The Weighted Average is an optional Costing Method that can be chosen on the Above-Store Actual vs Theoretical Analysis report and is a more advanced Costing Method due to the fact that it considers quantity at the time the cost is recorded to provide a more .

To understand Weighted Average better, let's take a look at the example below. This example lists the count details for a period, which spans the month of February, and begins with 3 cases of potatoes at \$16.00/case from January's Ending Inventory Count.

 Date Units Price Per Unit Total Value Description January 31 3 \$16.00 \$48.00 Beginning Inventory February 2 10 \$20.00 \$200.00 Purchased February 9 10 \$18.00 \$180.00 Purchased February 16 10 \$22.00 \$220.00 Purchased Total 33 Cases \$76.00 \$648.00 –

At the end of the month, the system will calculate the per-unit weighted average of the Beginning Inventory and all purchases.

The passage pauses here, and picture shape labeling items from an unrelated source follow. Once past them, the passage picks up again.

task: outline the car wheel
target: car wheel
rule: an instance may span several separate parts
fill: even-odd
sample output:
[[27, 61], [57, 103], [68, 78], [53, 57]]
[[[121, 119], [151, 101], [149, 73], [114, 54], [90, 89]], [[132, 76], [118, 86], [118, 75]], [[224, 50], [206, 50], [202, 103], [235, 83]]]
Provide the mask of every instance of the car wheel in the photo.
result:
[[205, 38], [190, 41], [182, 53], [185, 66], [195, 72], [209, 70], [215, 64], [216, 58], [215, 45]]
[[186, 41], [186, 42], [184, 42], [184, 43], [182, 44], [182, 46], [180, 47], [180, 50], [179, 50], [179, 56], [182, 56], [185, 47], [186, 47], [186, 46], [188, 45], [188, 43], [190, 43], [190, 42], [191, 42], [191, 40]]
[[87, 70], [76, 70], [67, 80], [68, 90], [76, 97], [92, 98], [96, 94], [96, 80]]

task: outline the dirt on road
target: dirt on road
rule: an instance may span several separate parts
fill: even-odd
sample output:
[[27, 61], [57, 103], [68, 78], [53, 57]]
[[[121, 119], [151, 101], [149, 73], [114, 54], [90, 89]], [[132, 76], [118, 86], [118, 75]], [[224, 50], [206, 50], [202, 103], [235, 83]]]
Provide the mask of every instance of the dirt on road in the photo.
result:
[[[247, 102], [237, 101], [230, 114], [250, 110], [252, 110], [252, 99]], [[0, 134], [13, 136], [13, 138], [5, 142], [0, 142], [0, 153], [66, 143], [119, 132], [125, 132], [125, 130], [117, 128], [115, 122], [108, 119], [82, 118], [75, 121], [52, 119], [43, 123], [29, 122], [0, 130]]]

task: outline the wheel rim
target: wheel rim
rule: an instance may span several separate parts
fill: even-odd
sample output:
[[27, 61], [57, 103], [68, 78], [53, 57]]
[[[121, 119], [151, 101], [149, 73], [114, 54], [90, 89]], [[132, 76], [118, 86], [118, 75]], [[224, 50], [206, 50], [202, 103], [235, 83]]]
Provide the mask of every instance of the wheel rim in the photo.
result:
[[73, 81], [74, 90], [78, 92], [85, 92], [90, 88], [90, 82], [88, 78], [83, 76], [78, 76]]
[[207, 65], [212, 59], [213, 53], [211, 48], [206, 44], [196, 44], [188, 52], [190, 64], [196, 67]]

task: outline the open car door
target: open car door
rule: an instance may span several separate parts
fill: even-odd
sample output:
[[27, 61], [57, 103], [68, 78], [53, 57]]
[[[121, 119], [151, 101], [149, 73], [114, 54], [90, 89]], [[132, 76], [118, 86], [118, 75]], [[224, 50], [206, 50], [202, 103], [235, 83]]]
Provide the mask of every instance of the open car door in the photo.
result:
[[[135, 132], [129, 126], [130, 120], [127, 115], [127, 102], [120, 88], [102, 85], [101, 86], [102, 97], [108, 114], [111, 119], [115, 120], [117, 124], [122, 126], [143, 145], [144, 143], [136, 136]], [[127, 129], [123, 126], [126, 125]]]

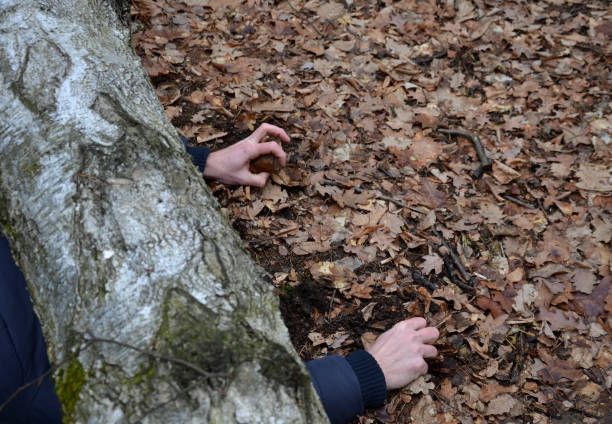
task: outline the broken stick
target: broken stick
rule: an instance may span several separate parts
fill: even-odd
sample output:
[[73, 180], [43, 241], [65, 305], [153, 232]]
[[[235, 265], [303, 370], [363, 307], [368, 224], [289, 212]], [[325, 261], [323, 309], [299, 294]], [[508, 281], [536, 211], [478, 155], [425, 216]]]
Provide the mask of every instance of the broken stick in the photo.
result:
[[465, 270], [463, 263], [461, 263], [461, 259], [459, 259], [459, 256], [455, 253], [453, 248], [446, 242], [446, 240], [444, 240], [444, 237], [442, 237], [442, 234], [440, 234], [438, 230], [436, 230], [435, 228], [432, 228], [431, 232], [434, 234], [434, 236], [438, 237], [440, 241], [442, 242], [442, 245], [446, 247], [446, 250], [448, 250], [448, 255], [453, 260], [453, 263], [459, 270], [459, 273], [461, 274], [463, 279], [473, 285], [474, 282], [472, 278], [470, 277], [470, 275]]
[[463, 130], [445, 129], [439, 129], [438, 132], [442, 134], [455, 135], [467, 138], [468, 140], [472, 141], [472, 144], [476, 149], [476, 153], [478, 154], [478, 159], [480, 159], [480, 166], [478, 167], [478, 169], [472, 172], [472, 178], [480, 178], [482, 174], [484, 174], [486, 171], [491, 170], [491, 168], [493, 167], [493, 161], [487, 156], [487, 153], [485, 152], [485, 149], [476, 134], [472, 134], [471, 132]]

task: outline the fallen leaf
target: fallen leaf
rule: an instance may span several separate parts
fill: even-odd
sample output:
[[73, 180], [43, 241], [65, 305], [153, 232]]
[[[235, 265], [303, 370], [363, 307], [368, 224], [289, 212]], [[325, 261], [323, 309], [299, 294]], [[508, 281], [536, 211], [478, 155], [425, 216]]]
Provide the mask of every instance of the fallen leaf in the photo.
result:
[[444, 260], [437, 253], [425, 255], [423, 256], [423, 259], [425, 259], [425, 261], [419, 265], [419, 268], [423, 270], [423, 274], [427, 275], [431, 271], [435, 271], [435, 274], [442, 272]]

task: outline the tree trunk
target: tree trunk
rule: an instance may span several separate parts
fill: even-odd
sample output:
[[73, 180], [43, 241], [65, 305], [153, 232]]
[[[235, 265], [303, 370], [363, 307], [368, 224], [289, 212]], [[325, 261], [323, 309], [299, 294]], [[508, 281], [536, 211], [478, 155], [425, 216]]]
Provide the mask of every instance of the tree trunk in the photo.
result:
[[269, 278], [131, 48], [125, 4], [0, 0], [0, 225], [64, 420], [327, 422]]

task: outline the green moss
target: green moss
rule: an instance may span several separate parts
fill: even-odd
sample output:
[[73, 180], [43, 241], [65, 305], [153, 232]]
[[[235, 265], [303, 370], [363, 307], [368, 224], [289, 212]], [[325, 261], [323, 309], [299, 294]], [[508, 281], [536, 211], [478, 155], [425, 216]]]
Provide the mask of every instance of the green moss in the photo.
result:
[[13, 230], [13, 227], [11, 227], [8, 224], [4, 224], [3, 228], [4, 228], [5, 235], [10, 236], [13, 239], [17, 238], [17, 233], [15, 232], [15, 230]]
[[24, 165], [23, 170], [27, 173], [27, 174], [37, 174], [38, 171], [40, 170], [40, 165], [38, 164], [38, 162], [33, 162], [33, 163], [29, 163], [27, 165]]
[[62, 404], [64, 423], [75, 421], [74, 412], [85, 378], [85, 370], [77, 358], [70, 362], [68, 368], [60, 370], [55, 378], [55, 391]]

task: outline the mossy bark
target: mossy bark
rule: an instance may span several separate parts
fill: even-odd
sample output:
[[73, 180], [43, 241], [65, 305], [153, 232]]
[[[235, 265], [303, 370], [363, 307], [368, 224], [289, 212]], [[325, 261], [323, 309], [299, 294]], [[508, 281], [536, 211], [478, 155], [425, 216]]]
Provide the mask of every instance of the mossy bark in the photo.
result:
[[65, 420], [326, 422], [267, 276], [133, 53], [125, 4], [0, 11], [0, 229], [63, 364]]

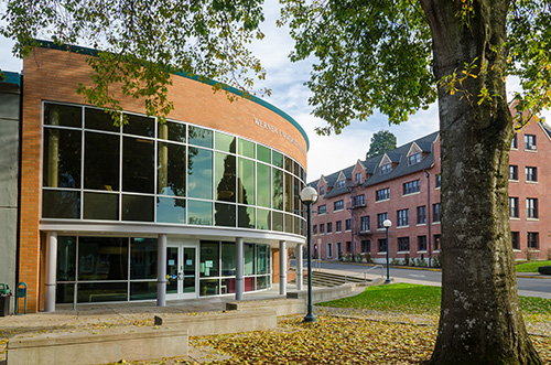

 [(3 x \$16.00) + (10 x \$20.00) + (10 x \$18.00) + (10 x \$22.00)] / (3 + 10 + 10 + 10) = \$19.64 per case

OR

 \$648 / 33 Total Cases = \$19.64 per case

If the Standard Average is used, then the calculation of the above numbers would be as follows:

 ( \$16.00 + \$20.00 + \$18.00 + \$22.00) / 4 = \$19.00 per case

At the end of the month, the final count is 12 cases. In using the per case cost, the amounts will be listed as follows:

• Weighted Average: 12 cases x \$19.64 per case = \$235.68
• Standard Average:  12 cases x \$19.00 per case = \$228.00

There is roughly a \$7 variance between the Weighted Average and the Standard Average in this scenario. Using the Weighted Average rather than the Standard Average provides a greater level of precision when calculating costs.